A particular emphasis has been placed on writing clean, user-friendly
documentation [7] which demonstrates usage patterns and details the tool's
capabilities.
[1] (https://www.reddit.com/r/medicalschoolanki/)
[2] See Michel Nielsen's essay here:
https://cognitivemedium.com/srs-mathematics
[3] https://www.ankipalace.com/step-1-deck
[4] https://ankiweb.net/account/privacy
[5] https://www.ankihub.net/coming-soon
[6] https://github.com/langfield/ki/blob/main/ki/__init__.py
[7] https://langfield.github.io/ki/
Impact
The userbase of Anki consists largely of students, and a significant proportion
of them are medical students studying for exams like the USMLE STEP 1. Almost
all of these users are already in hundreds of thousands of dollars worth of
debt. They do not need to be charged large, monthly subscription fees to work
with each other on content that they themselves created. The adoption of the
`ki` tool can prevent this. Other user communities include the
language-learning folks, and in fact the Anki program was originally created so
that the author could learn Japanese.
More generally, the availability of Anki decks in a readable format on a
platform as public and widely used as GitHub could drastically increase both
the availability of existing learning resources, and the rate of creation of
new data.
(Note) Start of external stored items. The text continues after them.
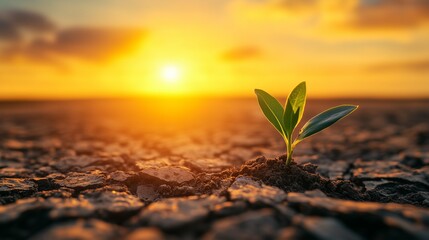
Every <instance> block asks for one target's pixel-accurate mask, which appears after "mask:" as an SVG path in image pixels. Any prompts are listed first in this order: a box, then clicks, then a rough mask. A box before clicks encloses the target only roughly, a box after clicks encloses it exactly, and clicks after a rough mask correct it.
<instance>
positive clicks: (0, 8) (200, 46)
mask: <svg viewBox="0 0 429 240" xmlns="http://www.w3.org/2000/svg"><path fill="white" fill-rule="evenodd" d="M428 24H429V3H428V2H427V1H426V0H408V1H404V0H327V1H321V0H311V1H297V0H263V1H254V0H234V1H223V0H222V1H219V0H216V1H215V0H210V1H196V0H190V1H134V0H133V1H127V2H126V3H123V2H119V1H114V0H108V1H91V2H88V1H73V2H64V1H54V2H53V1H46V0H36V1H33V0H23V1H8V0H7V1H2V2H1V3H0V98H1V99H51V100H52V99H70V98H72V99H81V98H112V97H119V98H127V97H138V98H140V97H148V96H152V97H160V96H164V97H165V96H177V95H179V96H182V97H183V96H184V97H189V96H198V97H208V96H210V97H250V96H252V95H253V89H254V88H261V89H264V90H266V91H268V92H270V93H273V94H274V95H277V96H285V95H286V94H287V92H288V91H289V90H290V89H291V88H292V87H293V86H295V85H296V84H297V83H299V82H301V81H307V83H308V86H309V87H308V88H309V89H308V93H309V96H310V97H313V98H337V97H342V98H389V99H392V98H401V99H403V98H428V97H429V84H428V81H429V79H428V78H429V58H428V56H429V44H428V43H429V28H428Z"/></svg>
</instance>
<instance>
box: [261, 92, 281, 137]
mask: <svg viewBox="0 0 429 240" xmlns="http://www.w3.org/2000/svg"><path fill="white" fill-rule="evenodd" d="M255 93H256V96H257V97H258V103H259V106H260V107H261V109H262V112H263V113H264V115H265V117H266V118H267V119H268V121H269V122H270V123H271V124H272V125H273V126H274V127H275V128H276V129H277V131H279V132H280V134H282V136H283V135H284V134H285V133H284V130H283V129H284V126H283V123H282V117H283V107H282V105H281V104H280V103H279V101H277V99H275V98H274V97H273V96H271V95H270V94H268V93H267V92H265V91H263V90H261V89H255Z"/></svg>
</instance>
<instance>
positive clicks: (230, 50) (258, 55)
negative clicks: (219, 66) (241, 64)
mask: <svg viewBox="0 0 429 240" xmlns="http://www.w3.org/2000/svg"><path fill="white" fill-rule="evenodd" d="M261 55H262V52H261V49H259V48H258V47H255V46H240V47H236V48H232V49H229V50H227V51H226V52H225V53H223V54H222V56H221V57H222V59H223V60H226V61H242V60H247V59H254V58H258V57H260V56H261Z"/></svg>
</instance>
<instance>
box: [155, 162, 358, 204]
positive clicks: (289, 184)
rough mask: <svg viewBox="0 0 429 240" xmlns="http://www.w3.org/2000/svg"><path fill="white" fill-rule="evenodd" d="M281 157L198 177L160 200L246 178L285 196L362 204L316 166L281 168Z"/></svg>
mask: <svg viewBox="0 0 429 240" xmlns="http://www.w3.org/2000/svg"><path fill="white" fill-rule="evenodd" d="M285 162H286V159H285V156H281V157H280V158H276V159H266V158H265V157H263V156H262V157H258V158H256V159H254V160H250V161H247V162H246V163H244V165H242V166H241V167H240V168H235V169H234V168H233V169H228V170H225V171H223V172H220V173H215V174H207V173H200V174H199V175H198V176H197V177H196V178H195V180H194V181H192V182H188V183H184V184H180V185H178V186H171V187H168V188H165V189H164V191H163V192H162V193H161V195H162V196H163V197H173V196H184V195H188V196H189V195H199V194H211V193H213V192H214V191H218V190H219V189H221V190H222V188H223V191H226V189H227V188H228V187H229V185H230V184H231V183H232V182H233V181H234V179H235V178H236V177H238V176H249V177H252V178H253V179H255V180H260V181H262V182H263V183H264V184H266V185H270V186H275V187H278V188H280V189H282V190H284V191H285V192H305V191H308V190H315V189H319V190H321V191H322V192H324V193H325V194H326V195H327V196H330V197H335V198H341V199H349V200H363V199H364V197H363V195H362V194H361V193H359V191H358V190H357V189H356V186H355V185H353V184H352V183H351V182H349V181H342V180H337V181H331V180H329V179H326V178H324V177H321V176H320V175H319V174H317V173H316V168H317V166H316V165H313V164H310V163H307V164H303V165H298V164H296V163H295V162H292V163H291V164H290V165H289V166H286V164H285Z"/></svg>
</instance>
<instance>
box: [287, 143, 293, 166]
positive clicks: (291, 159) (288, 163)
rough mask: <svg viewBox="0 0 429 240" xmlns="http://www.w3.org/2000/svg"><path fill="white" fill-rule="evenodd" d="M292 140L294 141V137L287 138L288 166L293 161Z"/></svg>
mask: <svg viewBox="0 0 429 240" xmlns="http://www.w3.org/2000/svg"><path fill="white" fill-rule="evenodd" d="M291 142H292V139H287V138H285V143H286V151H287V158H286V166H288V165H289V164H290V163H291V162H292V153H293V149H292V143H291Z"/></svg>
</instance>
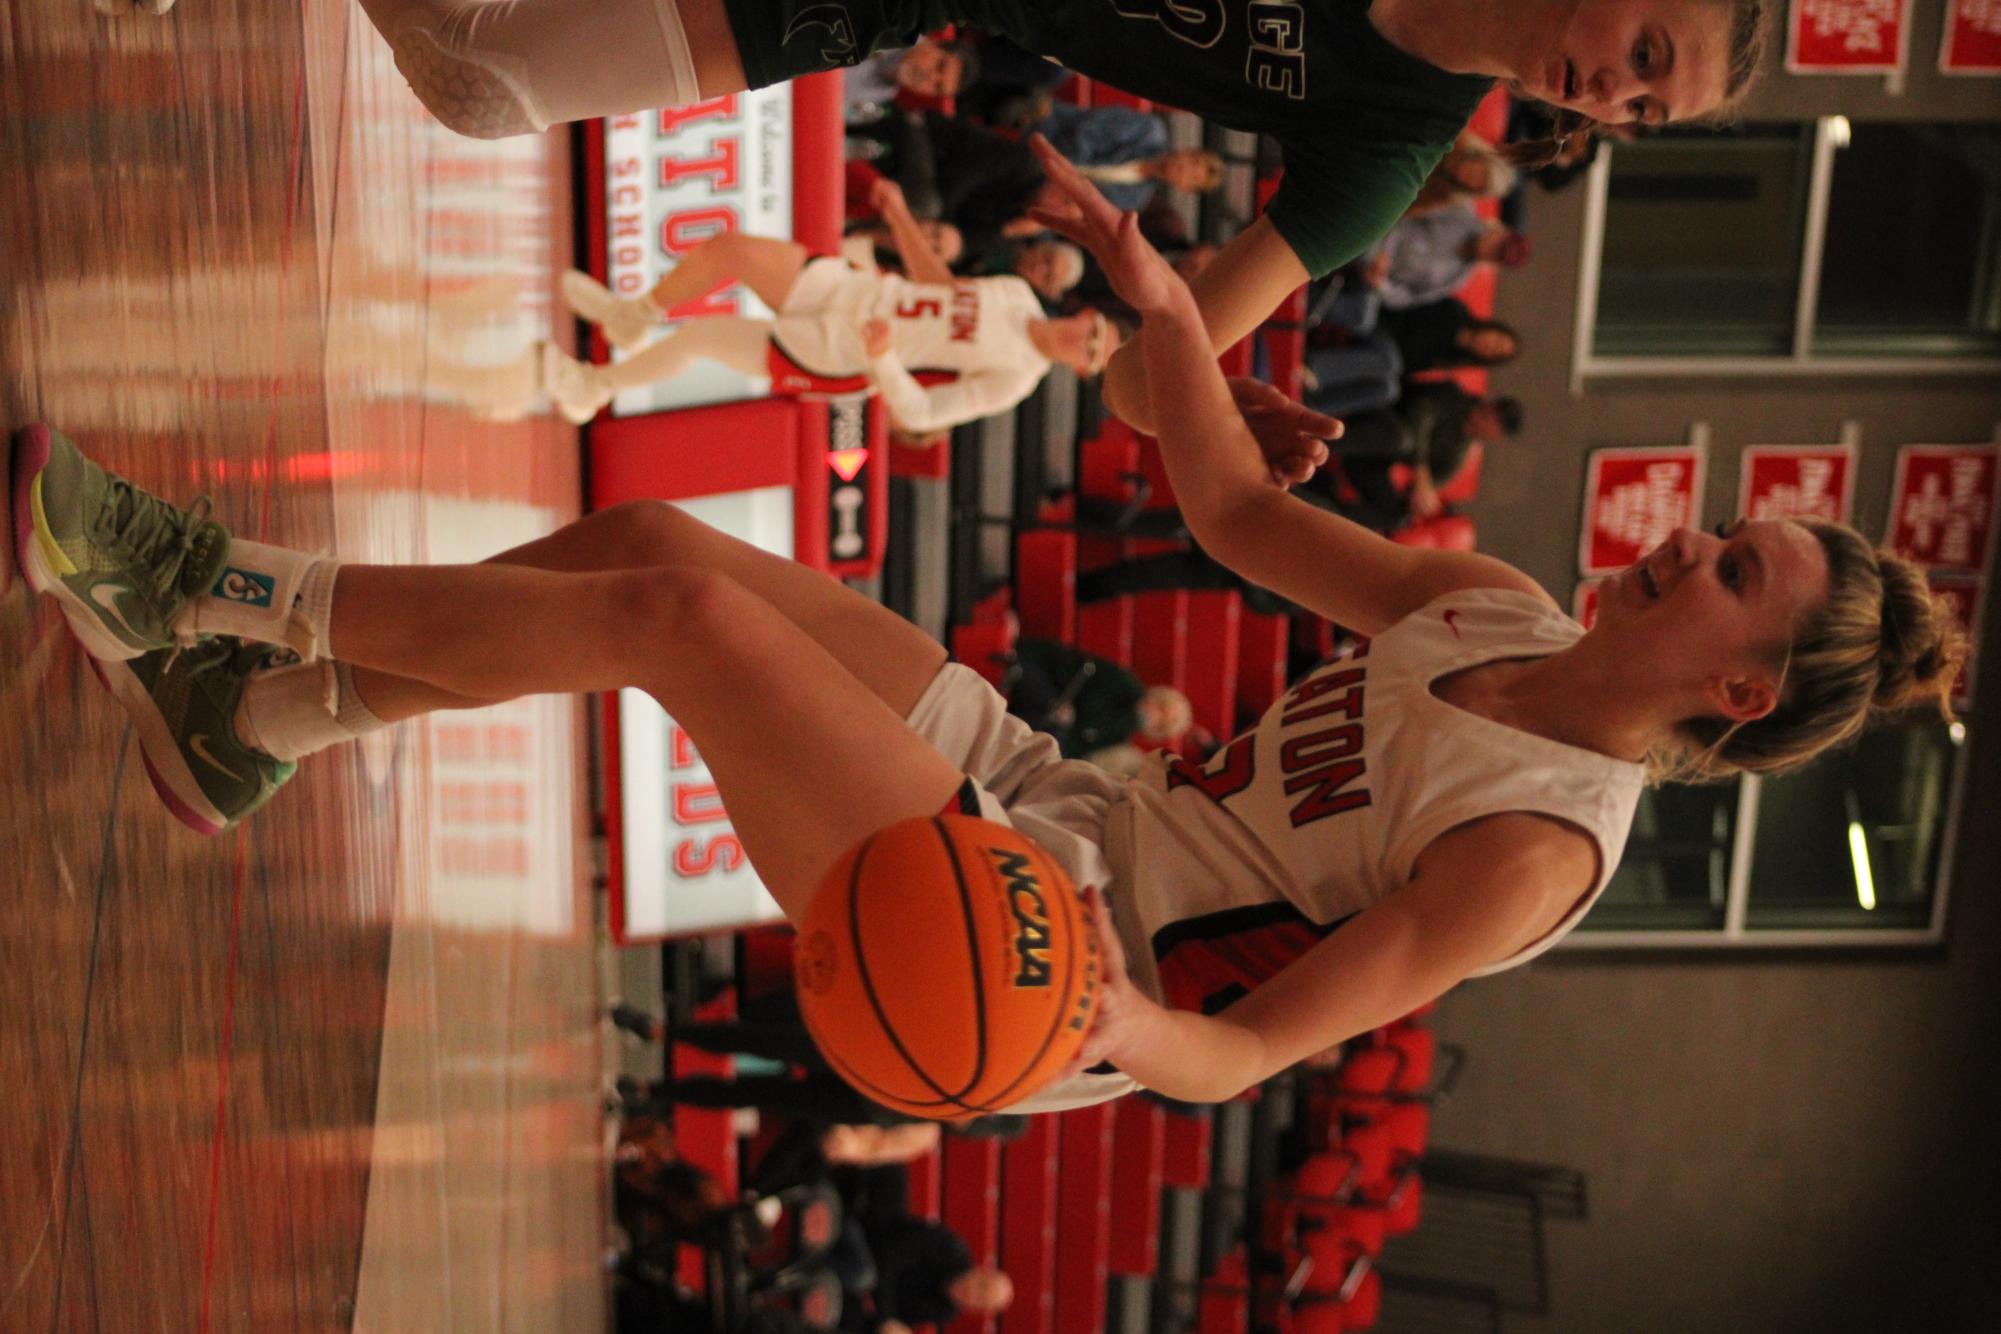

It could also help push spaced-repetition into the mainstream, which
could eventually lead to reform in formal educational institutions towards more
effective learning and away from inefficient teacher and student practices
(e.g. lecturing, note-taking, re-reading, highlighting) [1].
[1] Brown, Peter C. Make It Stick : the Science of Successful Learning.
Cambridge, Massachusetts :The Belknap Press of Harvard University Press, 2014.
What I'll do with $5,000
The $5000 will be used for USER TESTING above all else. A technically perfect,
feature-rich software project is pointless if people do not know how to use it.
As much money as is useful will be put towards incentivizing users to give
detailed feedback on usage patterns, frustrations, wants/needs, and bugs in the
tool's operation. This can be done by recruiting on existing online Anki
communities hosted on discord, reddit, and the Anki forums. Users will be paid
a small fee ($10-$50) for giving feedback, and larger bug bounties may be used
to find critical security flaws). Amazon mechanical turk may also be used if
larger sample sizes are necessary. The remainder of the funds will be put
towards developing accessibility features and integration with GitHub's pages
service, which as of May 2022 supports LaTeX rendering of mathematical
equations, which see highly frequent use in Anki decks. These services, if
built-out, could serve as a front-end and previewer for hosted decks, making it
easier for users to see what they're getting before they download content.